For people with AFOs, shoe shopping isn't about style or brand. Each of us needs specific changes to our shoes. My left shoe, for example, needs a certain lift height, ankle reinforcement, and an extra-tall toe box. Regular shoes rarely fit us properly.
My shoe situation reminds me of Joel Spolsky’s essay "Strategy Letter IV: Bloatware and the 80/20 Myth." Spolsky explained why software companies intentionally created "bloatware," software filled with features that seem unnecessary to many users. Digital distribution had become nearly free, making extra features cheap to include. Crucially, what looks like unnecessary complexity to one user can be essential to another.
Spolsky used Microsoft Excel as an example. In 1993, Excel’s extra features took up about $36 worth of expensive hard drive space. By 2000, those same features cost only around $1.03 because hardware quickly became cheaper. What seemed like pointless complexity actually provided real value at decreasing costs over time.
My shoe problem follows similar logic. I don't want specialized disability shoes; I want regular shoes adapted exactly to my needs. Similarly, most software users don’t want stripped-down apps. They prefer standard software customized intelligently to their individual situations.

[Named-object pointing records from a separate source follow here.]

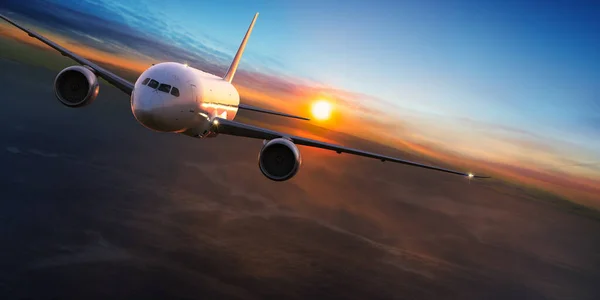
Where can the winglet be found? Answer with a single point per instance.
(236, 60)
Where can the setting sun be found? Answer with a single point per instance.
(321, 110)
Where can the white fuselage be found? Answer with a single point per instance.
(173, 97)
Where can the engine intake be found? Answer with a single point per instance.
(279, 159)
(76, 86)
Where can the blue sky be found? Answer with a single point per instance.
(526, 69)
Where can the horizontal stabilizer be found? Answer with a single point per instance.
(271, 112)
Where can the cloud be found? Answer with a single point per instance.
(112, 35)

But instead of smarter customization, software development today slips into what Andrej Karpathy calls "vibe coding." Vibe coding happens when developers rely completely on powerful AI without carefully reviewing the code it produces. Unlike Spolsky’s deliberate addition of features, vibe coding piles up complexity without clear intention. Developers accept AI suggestions without checking, skip reviewing changes, paste error messages without thinking, and work around bugs instead of properly fixing them.
This creates software complexity nobody fully understands. It's complexity without a clear purpose, building layers of confusion and inefficiency. Unlike Spolsky's intentional bloat, vibe coding results in messy, confusing, and ineffective software.
The solution isn't simply removing features. Instead, it's embracing bespoke software at scale, intelligent, context-aware systems that deliver precisely tailored functionality without incurring overwhelming complexity.
Just like cheaper hardware made Excel’s extra features economically reasonable, modern AI allows us to personalize software affordably. A cobbler can analyze exactly how I walk, figure out precisely what my feet need, and deliver a perfectly customized shoe. Similarly, in software, AI can understand a user's context and deliver exactly the right features at exactly the right time without sacrificing capabilities that matter to others.
The goal isn’t fewer or more features. It’s smarter, personalized software. The best solutions, like the ideal shoes, fit perfectly, adapt intelligently, and deliver exactly what's needed at exactly the right moment.